Côte d’Ivoire : environ 500 agents d’affaires judiciaires interdits d’exercer

Abidjan, le 27 août 2026 – Le Garde des Sceaux, ministre de la Justice et des Droits de l’Homme, a pris une mesure visant à renforcer le respect des obligations légales et réglementaires dans la profession d’agent d’affaires judiciaire. À travers l’arrêté n°333/MJDH/DSJRH du 26 août 2026, l’exercice de cette activité est interdit à environ 500 agents d’affaires judiciaires sur l’ensemble du territoire national.

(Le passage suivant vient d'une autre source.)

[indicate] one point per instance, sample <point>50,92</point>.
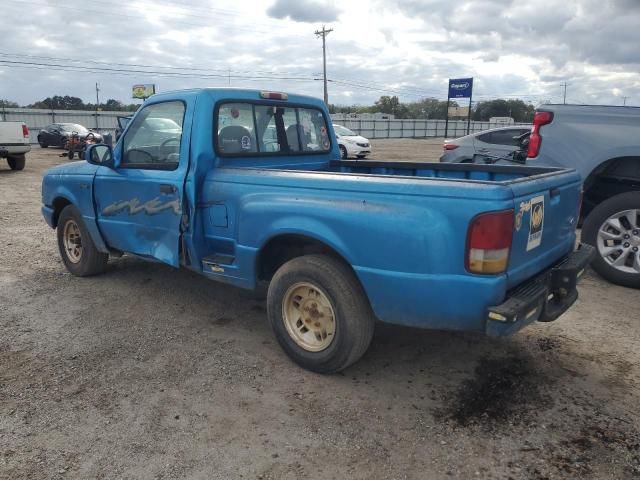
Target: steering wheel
<point>163,145</point>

Cette décision fait suite aux contrôles effectués par les services de la Direction des Services Judiciaires et des Ressources Humaines (DSJRH), qui ont relevé plusieurs manquements aux obligations encadrant l’exercice de cette profession.
Des obligations légales et réglementaires non respectées

La profession d’agent d’affaires judiciaire est régie par la loi n°75-352 du 23 mai 1975 relative aux Agents d’Affaires, ainsi que par le décret n°2024-325 du 22 mai 2024 portant réglementation de cette activité.

Ces textes soumettent notamment les professionnels concernés à certaines obligations. Le décret leur impose, entre autres, de souscrire une police d’assurance couvrant leur responsabilité professionnelle ainsi que celle de leurs collaborateurs.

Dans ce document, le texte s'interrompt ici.